Bookforum: It sounds like you’re finding certain American themes, or themes that are deeply resonant within America, abroad. Is that a fair statement?
JJS: It’s totally fair, and it’s nowhere is it more relevant than in the case of that piece, where one of things I had to do in order to write about Bunny was to write about the political and cultural situation in Kingston right now, and that has a lot to do with garrisonism, this bizarre political system they have in Jamaica. I needed to learn the history of that; I needed to read as much as I could about the experience of living under that system and, the more I learned about it, the more it starting slapping me upside the head as an obvious and meaningful analogy for what was happening in the States, and the ramping up of mindless dualism in American culture.

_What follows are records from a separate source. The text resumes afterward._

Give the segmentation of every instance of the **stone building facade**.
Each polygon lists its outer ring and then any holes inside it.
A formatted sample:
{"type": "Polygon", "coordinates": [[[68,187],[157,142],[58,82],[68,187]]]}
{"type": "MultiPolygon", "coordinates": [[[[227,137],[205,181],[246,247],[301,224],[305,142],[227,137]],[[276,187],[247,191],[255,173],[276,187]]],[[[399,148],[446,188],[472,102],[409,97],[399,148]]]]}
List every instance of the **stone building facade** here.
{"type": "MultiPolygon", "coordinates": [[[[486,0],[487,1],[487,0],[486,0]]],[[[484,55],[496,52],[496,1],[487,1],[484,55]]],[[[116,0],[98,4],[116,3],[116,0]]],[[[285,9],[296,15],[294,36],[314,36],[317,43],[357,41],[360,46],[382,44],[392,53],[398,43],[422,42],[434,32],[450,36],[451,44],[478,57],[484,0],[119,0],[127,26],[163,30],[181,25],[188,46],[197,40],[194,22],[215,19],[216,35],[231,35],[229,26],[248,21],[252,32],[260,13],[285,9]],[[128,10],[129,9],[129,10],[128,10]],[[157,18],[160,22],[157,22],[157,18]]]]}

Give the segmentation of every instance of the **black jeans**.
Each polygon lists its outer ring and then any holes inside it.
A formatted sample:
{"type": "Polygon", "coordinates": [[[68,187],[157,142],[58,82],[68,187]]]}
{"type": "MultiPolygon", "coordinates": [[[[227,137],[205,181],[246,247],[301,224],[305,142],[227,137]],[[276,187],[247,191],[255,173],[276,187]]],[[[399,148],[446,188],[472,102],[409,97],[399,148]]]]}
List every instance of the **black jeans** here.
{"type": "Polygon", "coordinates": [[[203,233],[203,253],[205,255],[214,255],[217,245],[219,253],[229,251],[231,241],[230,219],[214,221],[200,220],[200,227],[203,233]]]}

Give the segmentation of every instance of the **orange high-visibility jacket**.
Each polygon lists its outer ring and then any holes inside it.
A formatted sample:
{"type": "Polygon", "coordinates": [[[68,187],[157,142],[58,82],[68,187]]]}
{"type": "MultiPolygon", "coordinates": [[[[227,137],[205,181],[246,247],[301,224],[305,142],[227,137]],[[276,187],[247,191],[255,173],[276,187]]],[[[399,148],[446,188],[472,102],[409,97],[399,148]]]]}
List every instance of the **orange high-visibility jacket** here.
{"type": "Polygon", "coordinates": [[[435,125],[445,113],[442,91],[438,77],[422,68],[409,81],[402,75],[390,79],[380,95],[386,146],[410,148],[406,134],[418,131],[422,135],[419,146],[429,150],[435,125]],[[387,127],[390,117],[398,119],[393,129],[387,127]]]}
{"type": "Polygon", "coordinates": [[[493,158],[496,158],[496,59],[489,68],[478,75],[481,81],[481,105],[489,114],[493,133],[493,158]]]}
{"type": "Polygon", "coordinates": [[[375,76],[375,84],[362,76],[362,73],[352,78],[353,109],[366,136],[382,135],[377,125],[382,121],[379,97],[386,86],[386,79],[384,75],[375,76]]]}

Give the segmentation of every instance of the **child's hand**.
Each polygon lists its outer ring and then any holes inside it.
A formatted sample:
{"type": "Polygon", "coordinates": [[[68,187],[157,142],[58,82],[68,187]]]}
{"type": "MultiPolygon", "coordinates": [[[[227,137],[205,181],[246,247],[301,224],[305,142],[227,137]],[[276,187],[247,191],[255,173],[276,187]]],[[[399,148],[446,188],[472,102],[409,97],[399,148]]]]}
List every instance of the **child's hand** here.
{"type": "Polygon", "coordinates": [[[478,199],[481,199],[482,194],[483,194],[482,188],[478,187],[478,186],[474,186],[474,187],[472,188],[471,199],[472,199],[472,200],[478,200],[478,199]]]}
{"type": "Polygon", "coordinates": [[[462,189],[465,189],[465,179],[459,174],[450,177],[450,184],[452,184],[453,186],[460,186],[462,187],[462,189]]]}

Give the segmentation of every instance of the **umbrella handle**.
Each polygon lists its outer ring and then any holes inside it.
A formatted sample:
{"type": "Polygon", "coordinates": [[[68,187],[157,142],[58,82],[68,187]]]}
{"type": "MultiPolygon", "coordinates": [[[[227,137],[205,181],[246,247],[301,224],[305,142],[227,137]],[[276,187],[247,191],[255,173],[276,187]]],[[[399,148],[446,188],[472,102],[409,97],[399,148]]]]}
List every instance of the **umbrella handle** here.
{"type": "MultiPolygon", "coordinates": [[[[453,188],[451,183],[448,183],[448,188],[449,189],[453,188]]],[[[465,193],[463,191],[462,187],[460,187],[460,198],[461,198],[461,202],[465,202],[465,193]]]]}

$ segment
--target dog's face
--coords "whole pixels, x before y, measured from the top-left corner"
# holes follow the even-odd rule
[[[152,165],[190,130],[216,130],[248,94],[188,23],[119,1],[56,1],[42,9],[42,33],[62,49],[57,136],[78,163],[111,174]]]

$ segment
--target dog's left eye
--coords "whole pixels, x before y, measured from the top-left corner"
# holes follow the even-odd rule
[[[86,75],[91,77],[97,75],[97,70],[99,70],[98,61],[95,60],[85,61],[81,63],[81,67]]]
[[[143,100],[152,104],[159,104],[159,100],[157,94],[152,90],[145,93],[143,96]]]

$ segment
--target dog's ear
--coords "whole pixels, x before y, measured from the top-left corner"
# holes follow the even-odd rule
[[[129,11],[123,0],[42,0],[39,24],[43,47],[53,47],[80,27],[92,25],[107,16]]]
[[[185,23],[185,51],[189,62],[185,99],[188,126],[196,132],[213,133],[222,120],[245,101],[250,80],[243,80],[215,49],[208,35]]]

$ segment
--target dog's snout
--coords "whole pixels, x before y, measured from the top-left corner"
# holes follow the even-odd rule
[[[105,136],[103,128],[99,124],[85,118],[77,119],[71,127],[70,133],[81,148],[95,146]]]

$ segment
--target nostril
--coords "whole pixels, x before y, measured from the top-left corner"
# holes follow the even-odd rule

Bookforum: What do you mean by that?
JJS: Well, the notion that we don’t like the people on the other side of some line. As opposed to the idea of every individual being an unparaphrasable complexity of political opinions and influences, instead they’re just red or blue. Red/blue is just garrisonism, and the way it’s used to suppress actual, intelligent discussion about what’s happening and where we ought to be headed is classic garrisonism. So, you know, you’re halfway into writing and reporting a piece like that, and you realize that there is this metaphorical thing going on, and you haven’t insisted on it, you haven’t forced it: it bubbled up out of the material. That’s when you can trust it, I think, and go with it. That’s what I mean when I say that when I stick with what I’m helpless not to write, the writing gets better. Better being a relative term in this case, of course.